Corriere 10.4.18
Elzeviro Il sacrificio secondo Recalcati
Il coraggio di affrontare il desiderio
di Emanuele Trevi
È
 un ritratto potente, e per certi aspetti sconsolato, del nevrotico 
quello che emerge dalle pagine di Contro il sacrificio. Al di là del 
fantasma sacrificale (Raffaello Cortina, 2017), il recente saggio di 
Massimo Recalcati che sviluppa e approfondisce temi già toccati in libri
 precedenti, e in particolare in L’uomo senza inconscio Figure della 
nuova clinica psicoanalitica (stesso editore, 2010). Nei brevi e limpidi
 capitoli di questo libro il sapere teorico si unisce all’esperienza di 
terapeuta e anche alla memoria personale, come se l’autore, individuato 
uno dei peggiori e più insidiosi nemici della vita umana, intendesse 
stanarlo e aggredirlo moltiplicando i punti di vista e le possibili 
strategie. Ed ecco emergere, pagina dopo pagina, la cupa figura dello 
«schiavo del peccato», del rinunciante sempre invischiato nell’economia 
perversa del «fantasma sacrificale». Tutto ciò di cui non gode, pensa 
quest’uomo, costituisce un capitale, o meglio un investimento che gli 
sarà restituito a tempo debito. Non c’è impoverimento della propria vita
 (e di quella di chi gli è vicino!) che non gli appaia conveniente in 
nome di un finto ideale di purezza e superiorità morale che è solo un 
alibi per non assumersi mai la responsabilità del proprio desiderio.
Nello
 Zarathustra , Friedrich Nietzsche escogitò la metafora del «cammello» 

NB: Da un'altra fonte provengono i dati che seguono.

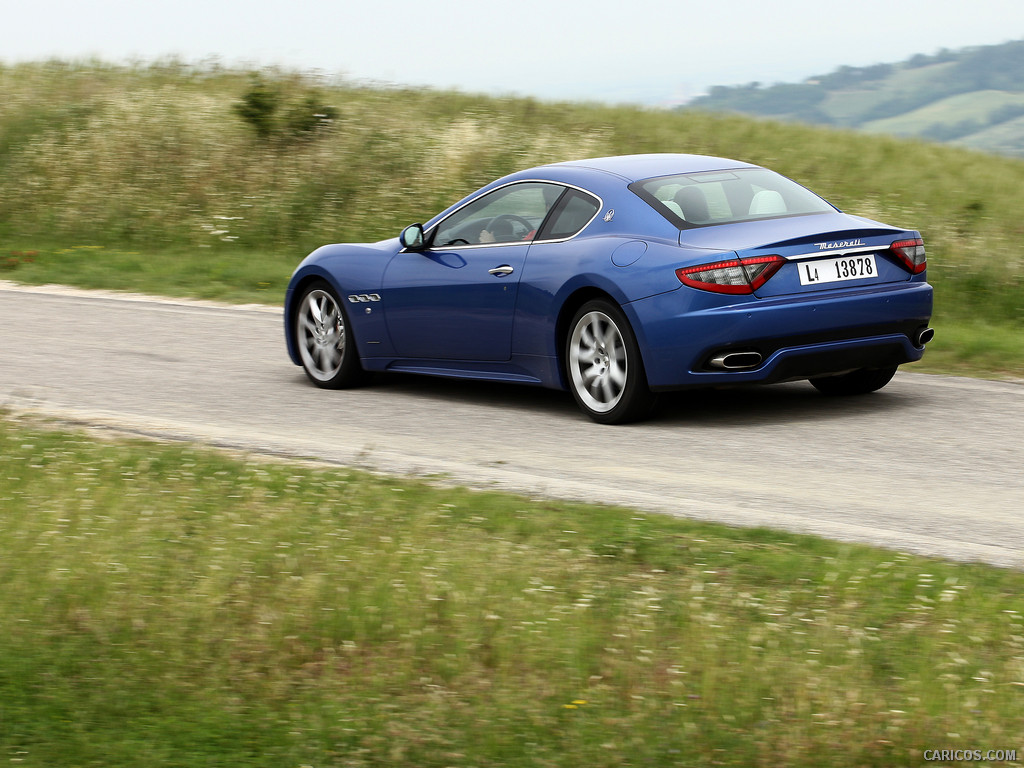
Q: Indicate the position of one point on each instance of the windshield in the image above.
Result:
(727, 197)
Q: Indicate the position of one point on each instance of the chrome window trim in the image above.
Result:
(565, 185)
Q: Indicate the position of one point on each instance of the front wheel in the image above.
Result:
(605, 373)
(325, 342)
(856, 382)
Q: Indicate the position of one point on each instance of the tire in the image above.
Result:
(324, 338)
(856, 382)
(603, 367)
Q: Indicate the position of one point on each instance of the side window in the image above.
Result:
(511, 214)
(573, 212)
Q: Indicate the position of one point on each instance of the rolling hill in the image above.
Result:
(973, 97)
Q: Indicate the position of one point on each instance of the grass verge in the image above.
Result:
(168, 605)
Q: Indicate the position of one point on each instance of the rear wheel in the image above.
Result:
(605, 373)
(325, 342)
(856, 382)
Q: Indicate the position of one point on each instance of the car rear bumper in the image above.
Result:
(796, 337)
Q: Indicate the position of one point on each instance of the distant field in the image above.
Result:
(151, 178)
(849, 107)
(977, 105)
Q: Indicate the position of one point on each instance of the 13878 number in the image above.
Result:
(834, 270)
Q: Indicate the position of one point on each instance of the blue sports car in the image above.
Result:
(616, 279)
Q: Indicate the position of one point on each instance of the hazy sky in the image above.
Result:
(637, 50)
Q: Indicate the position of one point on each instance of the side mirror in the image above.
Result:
(412, 238)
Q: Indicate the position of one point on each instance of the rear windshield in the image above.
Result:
(726, 197)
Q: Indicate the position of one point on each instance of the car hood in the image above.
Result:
(788, 230)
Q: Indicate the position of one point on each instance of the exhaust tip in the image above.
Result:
(735, 360)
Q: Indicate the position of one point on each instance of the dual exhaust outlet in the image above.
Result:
(750, 359)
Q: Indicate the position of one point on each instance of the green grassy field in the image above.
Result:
(167, 605)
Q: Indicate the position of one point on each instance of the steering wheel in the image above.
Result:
(511, 217)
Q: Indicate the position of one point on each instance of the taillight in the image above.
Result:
(911, 253)
(731, 275)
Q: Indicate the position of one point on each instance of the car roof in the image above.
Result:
(636, 167)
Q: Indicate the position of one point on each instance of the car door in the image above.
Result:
(455, 300)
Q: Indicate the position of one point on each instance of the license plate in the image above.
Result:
(836, 270)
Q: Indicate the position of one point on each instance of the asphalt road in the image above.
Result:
(930, 464)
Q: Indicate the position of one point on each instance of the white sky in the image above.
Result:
(624, 50)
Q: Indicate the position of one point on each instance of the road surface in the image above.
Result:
(931, 464)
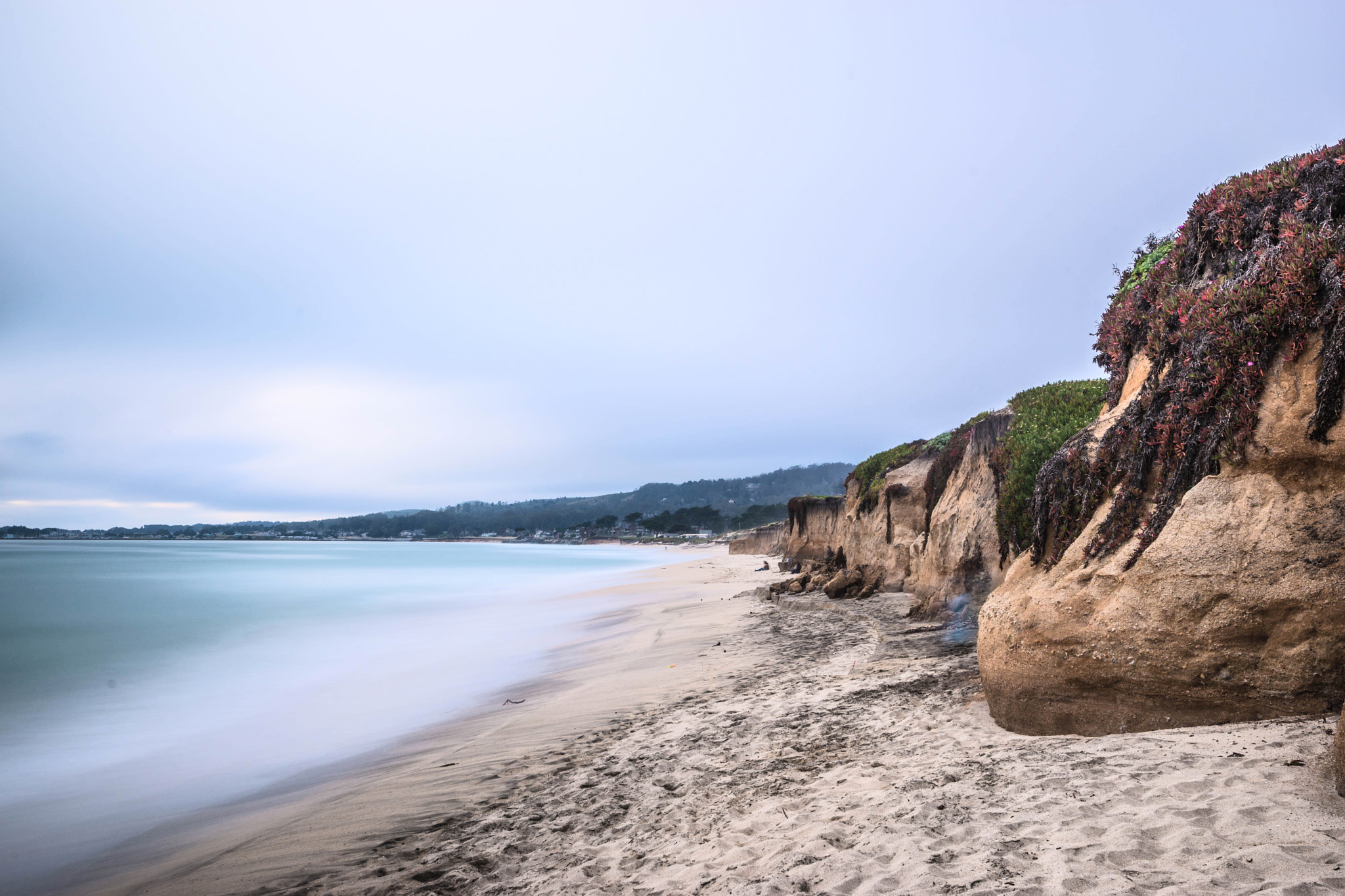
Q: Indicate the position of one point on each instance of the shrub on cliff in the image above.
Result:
(1043, 419)
(1255, 268)
(870, 473)
(951, 448)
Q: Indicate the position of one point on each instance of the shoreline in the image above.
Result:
(833, 748)
(400, 786)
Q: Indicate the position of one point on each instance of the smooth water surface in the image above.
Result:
(142, 680)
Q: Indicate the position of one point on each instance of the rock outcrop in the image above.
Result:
(1235, 612)
(900, 542)
(1188, 557)
(764, 539)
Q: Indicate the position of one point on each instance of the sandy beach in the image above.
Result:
(705, 740)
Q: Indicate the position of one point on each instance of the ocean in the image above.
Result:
(142, 680)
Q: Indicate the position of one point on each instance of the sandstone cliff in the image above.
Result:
(764, 539)
(1188, 562)
(902, 542)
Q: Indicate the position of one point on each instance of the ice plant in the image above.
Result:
(1255, 269)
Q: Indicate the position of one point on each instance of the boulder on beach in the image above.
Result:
(1188, 562)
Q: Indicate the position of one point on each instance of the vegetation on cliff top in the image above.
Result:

per irridere questa vita tanto priva di spirito quanto fondata sulla 
penitenza e l’ascetismo. Lo sguardo rivolto a terra, la schiena carica 
di pesi, il «cammello» è la perfetta incarnazione di un’esistenza del 
tutto spogliata di senso da un imperativo morale che sembra sempre 
giungere da fuori e dall’alto, ed esige cieca obbedienza e 
rassegnazione. Recalcati non ha dubbi: così sottomessa a una Legge che 
si afferma negando il desiderio, l’esistenza dello «schiavo della colpa»
 è un errore irredimibile, una pulsione di morte travestita da virtù. 
«La vita interiore prende il posto della vita: ruminazione incessante, 
abnegazione, autocolpevolizzazione, risentimento, sacrificio di sé».
Il
 compito dell’analisi, per Recalcati, è riconoscere che proprio 
l’identificazione della vita e del sacrificio è «la malattia più grande 
del nevrotico». La posta in gioco è altissima, perché consiste nella 
possibilità di fondare e rafforzare un’alleanza vitale fra la Legge e il
 desiderio. Se c’è una «colpa», essa va riconosciuta nell’aver tradito 
la propria singolarità e tutte le sue inclinazioni, di non essersi 
caricati sulle spalle l’unico peso che è davvero necessario assumersi, 
che è quello di ciò che si vuole.
Si leggono queste pagine di 
Recalcati come un messaggio di speranza ancora più che come un rigoroso 
discorso scientifico e filosofico, capace di far interagire, con grande 
sapienza dialettica, i Vangeli e Nietzsche, Søren Kierkegaard e Jacques 
Lacan. Uno dei meriti dei saggi di Recalcati è quello di far sempre 
proseguire per conto suo il lettore nel percorso iniziato con la 
lettura. Tutto sommato, è della nostra vita che si tratta, e del rischio
 perenne di sprecarla e dissiparla. Proprio per questo, mi sembra 
urgente formulare a questo bel libro, e al suo autore, una domanda: una 
volta liberati dal «fantasma sacrificale», come diventiamo in grado di 
riconoscere ciò che davvero vogliamo, e che ci definisce come individui?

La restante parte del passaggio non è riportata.